2024-02-09 13:56:23

by Théo Lebrun

[permalink] [raw]
Subject: [PATCH v3 0/4] spi: cadence-qspi: Fix runtime PM and system-wide suspend

Hi,

This fixes runtime PM and system-wide suspend for the cadence-qspi
driver. Seeing how runtime PM and autosuspend are enabled by default, I
believe this affects all users of the driver.
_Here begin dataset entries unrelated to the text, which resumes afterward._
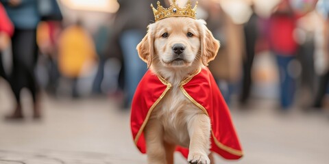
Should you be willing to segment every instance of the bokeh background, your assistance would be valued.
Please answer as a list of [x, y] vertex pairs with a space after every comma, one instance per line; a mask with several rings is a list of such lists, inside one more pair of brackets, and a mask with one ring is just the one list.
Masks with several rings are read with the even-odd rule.
[[[129, 120], [150, 3], [0, 0], [0, 163], [146, 163]], [[221, 42], [209, 67], [245, 154], [216, 163], [328, 163], [329, 1], [197, 10]]]

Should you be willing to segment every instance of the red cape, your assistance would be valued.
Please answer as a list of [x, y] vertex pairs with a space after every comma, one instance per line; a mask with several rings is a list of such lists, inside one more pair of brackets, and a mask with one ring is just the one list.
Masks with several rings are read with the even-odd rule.
[[[148, 70], [134, 96], [131, 113], [131, 128], [135, 144], [146, 153], [143, 130], [154, 107], [171, 85]], [[184, 94], [210, 118], [212, 125], [211, 151], [227, 159], [243, 156], [241, 146], [231, 120], [228, 107], [208, 68], [191, 76], [181, 83]], [[176, 150], [187, 157], [188, 150], [178, 147]]]

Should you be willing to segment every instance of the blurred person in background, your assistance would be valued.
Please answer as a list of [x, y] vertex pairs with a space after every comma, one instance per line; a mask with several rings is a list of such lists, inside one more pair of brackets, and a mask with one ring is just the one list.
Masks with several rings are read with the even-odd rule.
[[295, 82], [291, 69], [297, 50], [293, 38], [296, 20], [288, 0], [282, 0], [269, 18], [269, 44], [278, 66], [280, 100], [283, 109], [289, 108], [294, 100]]
[[58, 68], [58, 40], [62, 25], [60, 21], [42, 21], [37, 29], [40, 53], [37, 66], [38, 81], [49, 94], [56, 94], [60, 73]]
[[72, 97], [80, 95], [78, 79], [90, 74], [97, 60], [93, 40], [80, 20], [64, 29], [58, 41], [58, 68], [72, 82]]
[[243, 59], [243, 77], [242, 79], [242, 88], [240, 95], [240, 102], [245, 104], [250, 95], [252, 85], [252, 68], [255, 56], [256, 42], [258, 36], [258, 16], [255, 12], [255, 6], [252, 1], [251, 8], [252, 14], [249, 20], [243, 25], [245, 53]]
[[313, 107], [321, 109], [323, 100], [328, 92], [329, 82], [329, 1], [320, 0], [317, 13], [320, 18], [320, 24], [315, 30], [315, 69], [319, 77], [319, 84]]
[[[164, 3], [164, 1], [160, 1]], [[152, 23], [151, 20], [154, 20], [149, 5], [156, 1], [119, 0], [118, 2], [120, 8], [114, 24], [116, 36], [109, 49], [112, 53], [110, 56], [123, 59], [125, 92], [123, 107], [127, 108], [137, 85], [147, 69], [146, 64], [139, 58], [136, 47], [146, 34], [146, 27]]]
[[293, 104], [295, 79], [299, 76], [297, 68], [300, 65], [296, 60], [299, 45], [295, 33], [297, 19], [312, 11], [316, 2], [316, 0], [282, 0], [269, 18], [269, 44], [278, 66], [280, 99], [284, 109]]
[[9, 47], [10, 36], [14, 33], [14, 26], [8, 17], [5, 8], [0, 3], [0, 77], [8, 80], [2, 64], [1, 52]]
[[[200, 3], [207, 12], [207, 27], [214, 37], [221, 43], [215, 60], [209, 68], [215, 78], [226, 103], [230, 105], [230, 97], [240, 80], [243, 47], [243, 28], [234, 22], [232, 13], [226, 9], [236, 10], [240, 1], [204, 1]], [[243, 2], [242, 5], [245, 3]], [[242, 12], [242, 11], [241, 11]], [[239, 16], [237, 16], [239, 17]]]
[[40, 16], [37, 0], [0, 0], [15, 27], [12, 38], [13, 68], [10, 83], [16, 98], [14, 111], [8, 119], [23, 118], [21, 91], [27, 87], [33, 98], [33, 117], [40, 117], [38, 86], [34, 68], [38, 58], [36, 27]]

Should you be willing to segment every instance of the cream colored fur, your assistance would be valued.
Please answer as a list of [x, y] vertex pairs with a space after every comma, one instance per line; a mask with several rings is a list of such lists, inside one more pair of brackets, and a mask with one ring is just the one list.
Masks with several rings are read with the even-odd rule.
[[[188, 37], [188, 32], [193, 36]], [[164, 33], [167, 38], [162, 37]], [[173, 60], [175, 44], [185, 46], [182, 61]], [[173, 163], [176, 146], [188, 148], [190, 163], [210, 163], [210, 119], [184, 95], [180, 83], [214, 59], [219, 48], [203, 20], [172, 17], [148, 26], [147, 34], [137, 46], [138, 54], [154, 73], [172, 85], [144, 130], [148, 163]]]

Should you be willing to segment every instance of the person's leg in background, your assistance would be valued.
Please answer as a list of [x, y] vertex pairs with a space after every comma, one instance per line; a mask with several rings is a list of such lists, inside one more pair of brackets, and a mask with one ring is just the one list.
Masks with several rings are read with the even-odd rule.
[[2, 53], [0, 52], [0, 77], [3, 78], [4, 79], [7, 79], [7, 76], [5, 72], [5, 69], [3, 68], [3, 65], [2, 64]]
[[289, 70], [289, 64], [294, 59], [293, 56], [276, 55], [280, 74], [280, 103], [284, 109], [293, 105], [295, 94], [295, 79]]
[[315, 98], [313, 100], [313, 107], [319, 109], [322, 107], [322, 100], [327, 92], [328, 83], [329, 82], [329, 71], [320, 76], [319, 79], [319, 87], [317, 90]]
[[7, 118], [23, 118], [20, 94], [25, 87], [27, 87], [32, 96], [34, 117], [40, 118], [38, 89], [34, 74], [37, 57], [36, 30], [15, 29], [12, 42], [13, 68], [10, 83], [15, 96], [16, 107], [13, 113], [8, 115]]
[[125, 66], [124, 87], [127, 95], [125, 107], [130, 105], [136, 88], [147, 69], [136, 50], [143, 36], [143, 32], [139, 30], [128, 30], [123, 32], [120, 37]]

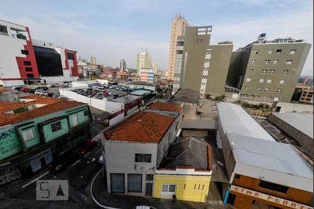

This series has been tested on both Mobileye EyeQ5 hardware and the TI
J7200 EVM board, under s2idle.

Thanks all,
Théo

[0]: https://lore.kernel.org/lkml/[email protected]/

Signed-off-by: Théo Lebrun <[email protected]>
---
Changes in v3:
- Move both bugfix patches to the start of the series.
- Remove Fixes: trailer from the function renaming patch.
- Link to v2: https://lore.kernel.org/r/[email protected]

Changes in v2:
- Split the initial change into three separate commits, to make intents
clearer.
- Mark controller as suspended during the system-wide suspend.
- Link to v1: https://lore.kernel.org/r/[email protected]

---
Théo Lebrun (4):
spi: cadence-qspi: fix pointer reference in runtime PM hooks
spi: cadence-qspi: remove system-wide suspend helper calls from runtime PM hooks
spi: cadence-qspi: put runtime in runtime PM hooks names
spi: cadence-qspi: add system-wide suspend and resume callbacks

drivers/spi/spi-cadence-quadspi.c | 33 +++++++++++++++++++++------------
1 file changed, 21 insertions(+), 12 deletions(-)
---
base-commit: 13acce918af915278e49980a3038df31845dbf39
change-id: 20240202-cdns-qspi-pm-fix-29600cc6d7bf

Best regards,
--
Théo Lebrun <[email protected]>



2024-02-09 13:58:30

by Théo Lebrun

[permalink] [raw]
Subject: [PATCH v3 2/4] spi: cadence-qspi: remove system-wide suspend helper calls from runtime PM hooks

The ->runtime_suspend() and ->runtime_resume() callbacks are not
expected to call spi_controller_suspend() and spi_controller_resume().
Remove calls to those in the cadence-qspi driver.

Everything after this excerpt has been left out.